Experts recommend that credit utilization should be below 30 percent. So how can you ensure your credit card/lines of credit balances are under that threshold? You have three options:

1) pay your balances down and keep them low (the best option).

2) transfer balances to another credit account that’s also well below 30 percent utilization (this may not be possible if your credit accounts are with different institutions).

3) request a credit line increase.

If you opt for no. 3 (requesting a credit line increase), don’t spend your new credit. That defeats the purpose entirely. Of course, we would always advise paying down your credit cards first. And while this may take some time, a tax return or other windfall may help knock out a large portion quickly.

Bonus Tip: To help keep your utilization in check, most credit card companies offer email or texts for balances updates and alerts when your balance is nearing a pre-determined limit.

Pay Bills On Time Every Time

Payment history accounts for thirty-five percent of your credit score, so keeping accounts up-to-date is vital to improving a credit score. According to FICO, a single 30-day late payment can drop a good score (around 780) by 90 to 110 points.

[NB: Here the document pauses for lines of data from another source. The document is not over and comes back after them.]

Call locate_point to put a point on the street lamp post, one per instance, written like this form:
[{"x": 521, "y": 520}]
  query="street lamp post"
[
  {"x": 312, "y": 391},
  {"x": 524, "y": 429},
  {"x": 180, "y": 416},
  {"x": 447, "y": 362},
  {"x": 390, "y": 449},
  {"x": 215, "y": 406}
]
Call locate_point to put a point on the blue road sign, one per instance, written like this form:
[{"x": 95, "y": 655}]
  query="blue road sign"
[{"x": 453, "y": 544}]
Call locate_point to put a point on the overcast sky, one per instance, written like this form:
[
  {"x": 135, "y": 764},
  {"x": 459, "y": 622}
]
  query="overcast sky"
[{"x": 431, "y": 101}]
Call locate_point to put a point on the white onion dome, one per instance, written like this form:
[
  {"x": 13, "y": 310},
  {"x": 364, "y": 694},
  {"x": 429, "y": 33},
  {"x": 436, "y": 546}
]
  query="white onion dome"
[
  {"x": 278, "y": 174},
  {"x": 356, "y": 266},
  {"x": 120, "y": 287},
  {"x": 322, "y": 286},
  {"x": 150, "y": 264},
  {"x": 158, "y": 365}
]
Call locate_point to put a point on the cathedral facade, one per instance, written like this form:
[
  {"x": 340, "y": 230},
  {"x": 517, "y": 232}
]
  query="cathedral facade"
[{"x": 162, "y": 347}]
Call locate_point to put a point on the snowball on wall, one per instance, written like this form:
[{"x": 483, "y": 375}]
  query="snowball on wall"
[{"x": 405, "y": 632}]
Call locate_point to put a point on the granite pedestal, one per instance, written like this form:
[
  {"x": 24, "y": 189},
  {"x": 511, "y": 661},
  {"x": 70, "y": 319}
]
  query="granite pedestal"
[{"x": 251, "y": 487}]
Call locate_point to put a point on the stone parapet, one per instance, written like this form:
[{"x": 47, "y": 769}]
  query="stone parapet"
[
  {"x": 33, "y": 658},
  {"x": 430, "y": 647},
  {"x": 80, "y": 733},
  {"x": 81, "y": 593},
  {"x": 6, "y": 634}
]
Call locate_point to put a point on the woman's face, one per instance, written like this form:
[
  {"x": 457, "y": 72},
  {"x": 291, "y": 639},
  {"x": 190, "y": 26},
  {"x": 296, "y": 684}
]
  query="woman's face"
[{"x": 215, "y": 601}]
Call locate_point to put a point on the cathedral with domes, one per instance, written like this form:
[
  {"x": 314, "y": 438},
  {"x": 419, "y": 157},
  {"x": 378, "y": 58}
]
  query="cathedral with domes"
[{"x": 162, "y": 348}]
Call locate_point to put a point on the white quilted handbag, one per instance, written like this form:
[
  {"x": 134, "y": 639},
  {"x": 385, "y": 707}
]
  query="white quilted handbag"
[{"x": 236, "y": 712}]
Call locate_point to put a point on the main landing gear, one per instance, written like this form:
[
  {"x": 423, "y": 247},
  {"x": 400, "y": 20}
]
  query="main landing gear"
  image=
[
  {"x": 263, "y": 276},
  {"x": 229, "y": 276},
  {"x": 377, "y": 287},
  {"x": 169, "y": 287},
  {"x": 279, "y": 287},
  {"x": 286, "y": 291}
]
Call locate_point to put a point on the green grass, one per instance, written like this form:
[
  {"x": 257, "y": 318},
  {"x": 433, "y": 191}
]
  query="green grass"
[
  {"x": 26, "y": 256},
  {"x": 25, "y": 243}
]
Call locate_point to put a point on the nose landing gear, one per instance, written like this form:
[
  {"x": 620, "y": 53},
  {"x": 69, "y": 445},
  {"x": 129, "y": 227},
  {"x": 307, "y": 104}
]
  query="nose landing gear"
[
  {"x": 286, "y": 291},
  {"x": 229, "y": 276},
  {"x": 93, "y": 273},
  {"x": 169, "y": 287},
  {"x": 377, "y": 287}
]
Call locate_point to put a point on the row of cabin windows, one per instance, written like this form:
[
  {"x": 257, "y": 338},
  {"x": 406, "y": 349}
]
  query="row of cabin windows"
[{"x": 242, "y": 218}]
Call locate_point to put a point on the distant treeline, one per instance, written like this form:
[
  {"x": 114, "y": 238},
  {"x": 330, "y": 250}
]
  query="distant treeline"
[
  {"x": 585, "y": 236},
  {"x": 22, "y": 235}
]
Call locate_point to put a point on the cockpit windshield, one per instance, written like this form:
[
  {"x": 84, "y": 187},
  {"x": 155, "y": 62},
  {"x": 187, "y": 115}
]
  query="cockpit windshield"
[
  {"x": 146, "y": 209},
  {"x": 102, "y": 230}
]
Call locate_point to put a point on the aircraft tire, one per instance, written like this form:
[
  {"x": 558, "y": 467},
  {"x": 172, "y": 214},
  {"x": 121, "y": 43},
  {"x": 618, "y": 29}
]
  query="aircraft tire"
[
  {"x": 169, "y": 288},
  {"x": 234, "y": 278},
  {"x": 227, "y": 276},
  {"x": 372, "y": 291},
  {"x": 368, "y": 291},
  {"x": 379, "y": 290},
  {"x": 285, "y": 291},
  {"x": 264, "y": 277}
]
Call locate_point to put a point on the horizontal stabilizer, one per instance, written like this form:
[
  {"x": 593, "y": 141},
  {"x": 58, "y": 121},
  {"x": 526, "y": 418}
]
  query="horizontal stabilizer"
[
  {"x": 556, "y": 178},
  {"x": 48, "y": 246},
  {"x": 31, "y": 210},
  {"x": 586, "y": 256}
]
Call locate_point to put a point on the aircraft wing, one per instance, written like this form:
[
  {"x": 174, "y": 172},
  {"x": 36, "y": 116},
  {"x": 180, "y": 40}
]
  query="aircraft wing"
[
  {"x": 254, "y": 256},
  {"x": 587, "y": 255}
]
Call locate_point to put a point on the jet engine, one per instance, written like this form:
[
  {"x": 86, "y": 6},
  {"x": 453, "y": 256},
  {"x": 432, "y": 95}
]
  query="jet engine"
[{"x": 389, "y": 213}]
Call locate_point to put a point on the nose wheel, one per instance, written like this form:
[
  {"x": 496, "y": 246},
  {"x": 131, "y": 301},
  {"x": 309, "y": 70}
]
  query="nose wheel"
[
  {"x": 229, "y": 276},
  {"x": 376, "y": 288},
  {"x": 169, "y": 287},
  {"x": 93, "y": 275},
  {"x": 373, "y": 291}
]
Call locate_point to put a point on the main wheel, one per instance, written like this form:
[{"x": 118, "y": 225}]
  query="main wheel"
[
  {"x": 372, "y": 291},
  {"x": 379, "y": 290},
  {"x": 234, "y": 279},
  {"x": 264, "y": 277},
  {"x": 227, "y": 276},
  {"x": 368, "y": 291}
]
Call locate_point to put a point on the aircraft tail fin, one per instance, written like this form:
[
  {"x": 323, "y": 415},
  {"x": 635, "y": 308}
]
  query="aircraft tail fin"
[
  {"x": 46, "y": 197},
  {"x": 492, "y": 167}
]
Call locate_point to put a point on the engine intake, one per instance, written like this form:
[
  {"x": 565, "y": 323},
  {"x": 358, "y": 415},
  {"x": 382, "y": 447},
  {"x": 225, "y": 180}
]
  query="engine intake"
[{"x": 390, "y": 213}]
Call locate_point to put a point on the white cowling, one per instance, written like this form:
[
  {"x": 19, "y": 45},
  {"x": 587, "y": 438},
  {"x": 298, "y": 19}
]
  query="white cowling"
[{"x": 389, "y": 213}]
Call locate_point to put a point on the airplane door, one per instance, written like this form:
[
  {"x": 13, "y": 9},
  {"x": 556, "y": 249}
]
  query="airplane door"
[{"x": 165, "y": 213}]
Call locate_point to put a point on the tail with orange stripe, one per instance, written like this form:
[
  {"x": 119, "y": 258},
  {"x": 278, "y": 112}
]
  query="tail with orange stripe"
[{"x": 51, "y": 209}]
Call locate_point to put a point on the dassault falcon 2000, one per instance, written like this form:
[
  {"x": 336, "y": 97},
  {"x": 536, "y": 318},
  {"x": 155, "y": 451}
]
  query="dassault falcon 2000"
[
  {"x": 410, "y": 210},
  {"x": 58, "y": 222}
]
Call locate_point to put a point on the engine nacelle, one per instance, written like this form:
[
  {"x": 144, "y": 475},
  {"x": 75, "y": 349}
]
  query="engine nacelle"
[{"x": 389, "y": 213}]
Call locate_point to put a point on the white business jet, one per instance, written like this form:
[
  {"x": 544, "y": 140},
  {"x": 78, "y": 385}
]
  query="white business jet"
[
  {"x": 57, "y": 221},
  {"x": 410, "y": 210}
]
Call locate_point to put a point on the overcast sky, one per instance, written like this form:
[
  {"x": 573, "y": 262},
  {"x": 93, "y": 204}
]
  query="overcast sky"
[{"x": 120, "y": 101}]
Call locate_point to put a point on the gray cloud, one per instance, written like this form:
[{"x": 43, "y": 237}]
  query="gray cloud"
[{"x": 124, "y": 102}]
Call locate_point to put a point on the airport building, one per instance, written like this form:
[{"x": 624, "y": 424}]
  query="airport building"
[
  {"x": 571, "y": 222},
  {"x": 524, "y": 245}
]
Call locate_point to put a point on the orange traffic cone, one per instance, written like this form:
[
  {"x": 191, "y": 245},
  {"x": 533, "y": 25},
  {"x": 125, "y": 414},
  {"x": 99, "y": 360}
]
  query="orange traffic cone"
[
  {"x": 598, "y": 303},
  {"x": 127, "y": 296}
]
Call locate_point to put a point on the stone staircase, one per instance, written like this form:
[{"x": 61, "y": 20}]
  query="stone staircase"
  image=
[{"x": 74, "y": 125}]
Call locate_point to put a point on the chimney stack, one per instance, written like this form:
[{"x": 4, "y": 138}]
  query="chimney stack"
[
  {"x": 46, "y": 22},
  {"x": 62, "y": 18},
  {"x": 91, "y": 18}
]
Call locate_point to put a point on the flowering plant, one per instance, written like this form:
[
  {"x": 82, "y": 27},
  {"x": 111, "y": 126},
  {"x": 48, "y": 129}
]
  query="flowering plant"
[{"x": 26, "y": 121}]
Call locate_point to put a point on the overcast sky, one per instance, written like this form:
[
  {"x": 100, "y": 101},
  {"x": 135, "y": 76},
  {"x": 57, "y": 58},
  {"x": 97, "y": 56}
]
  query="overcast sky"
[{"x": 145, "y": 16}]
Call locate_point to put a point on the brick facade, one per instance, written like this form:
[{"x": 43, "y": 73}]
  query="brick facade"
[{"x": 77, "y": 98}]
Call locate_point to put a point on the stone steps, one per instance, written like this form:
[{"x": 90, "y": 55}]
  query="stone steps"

Late payments have the ability to stay on your report for 7 seven years before falling off, however, the quicker your account is in good standing and regular payments resume, the less this faux pas will continue to affect your score.

Bonus Tip: Sign up for Bill Pay through your bank and schedule recurring payments to all your accounts so you never miss a due date again. Or sign up for due date reminders from issuers.

Consider Paying Twice a Month

Creditors only report balances to the credit bureaus once a month. So if you use your entire credit limit or run up big balances each month, yet still pay them off or down, it’s very likely—due to sheer timing—that your credit company is still reporting a higher balance and utilization. You can alleviate that problem by breaking up your payments twice a month to keep your balances running low and ensure more accurate reporting.

Bonus Tip: If you make a large purchase on your credit card, and have the cash on hand, pay that amount off ASAP. Try to make that a common practice for optimal results.

Check Your Credit Report for Inaccuracies

Did you know that about 1 in 5 credit reports contain errors that may negatively impact scores? All the more reason to request a free copy of your credit report every 12 months from each of the major credit-reporting agencies: Equifax, TransUnion, and Experian. The good news is you have the right to dispute errors found in your report and have them removed which, in turn, can help improve your score.

Bonus Tip: Consider a credit monitoring service that can provide insight on your score, recent inquiries, and even help with identity theft protection. There are some sites offering this service free or subscription-based sites with a more comprehensive look into your credit. One of your current credit cards may also offer a certain level of monitoring for free too. Compare all your options and see what works best for you.